Aerodynamics is the study of how gases interact with moving bodies, particularly focusing on how air moves around objects. In the context of airplanes, aerodynamics is crucial as it determines how lift is generated, allowing an airplane to stay aloft. Understanding aerodynamics can help in designing aircraft to move more efficiently through the air by reducing drag. Consider an airplane wing in flight. The shape of the wing, often referred to as an airfoil, is designed to manage airflow differently above and below the wing. This results in a pressure difference, leading to the generation of lift according to Bernoulli's Principle. The faster the air moves over the top of the wing compared to the bottom, the more lift is generated. Key concepts involved in aerodynamics:

• Lift: The upward force that counters the weight of the airplane.
• Drag: The resistance force opposing the aircraft's motion through the air.
• Thrust: The forward force produced, usually by engines, propelling the airplane forward.
• Weight: The downward force due to gravity acting on the airplane's mass.

Velocity difference is a critical factor in determining how lift is generated on an airplane wing. In the provided problem, we measure the difference in speed between the air moving over the top surface of the wing and the air moving below it. This difference in velocity directly influences the pressure difference between the upper and lower surfaces of the wing. Bernoulli's Principle tells us that an increase in the speed of a fluid occurs simultaneously with a decrease in pressure. For an airplane in smooth flight, the velocity over the upper surface is higher compared to the lower surface, resulting in lower pressure on top and higher pressure below, thus creating lift. To convert velocities from kilometers per hour to meters per second:

• Divide the speed in km/h by 3.6 to get m/s.

In our example:

• Lower surface speed: 216 km/h = 60 m/s
• Upper surface speed: 252 km/h = 70 m/s

The percentage velocity difference is calculated by comparing the velocity difference to the lower wing surface speed, resulting in approximately 16.67% in this case.

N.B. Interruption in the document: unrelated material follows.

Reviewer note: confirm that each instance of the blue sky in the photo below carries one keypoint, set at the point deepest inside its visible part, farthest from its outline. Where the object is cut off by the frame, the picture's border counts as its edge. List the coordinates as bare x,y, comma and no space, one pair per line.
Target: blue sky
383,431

Fluid dynamics is the branch of physics that studies the movement of liquids and gases. For airplanes, it helps understand airflow over the wings and the resulting forces produced on the aircraft. These principles are applied to predict how air will move in relation to complex objects like airplane wings. Central to fluid dynamics and aerodynamics is Bernoulli's Principle, which describes the behavior of fluid under varying conditions of flow and height. In aviation, this principle explains how variations in velocity and pressure can lead to lift. To further grasp fluid dynamics in aviation:

• The air density plays a significant role, as seen with the given air density of 1 kg/m³, which impacts lift and drag forces.
• Pressure differences created by velocity variations are essential for generating lift.
• Flow patterns: The streamlined flow over wings is preferred to minimize turbulence and maximize efficient lift.

When analyzing an airplane in flight, understanding fluid dynamics helps engineers and pilots maximize performance and safety.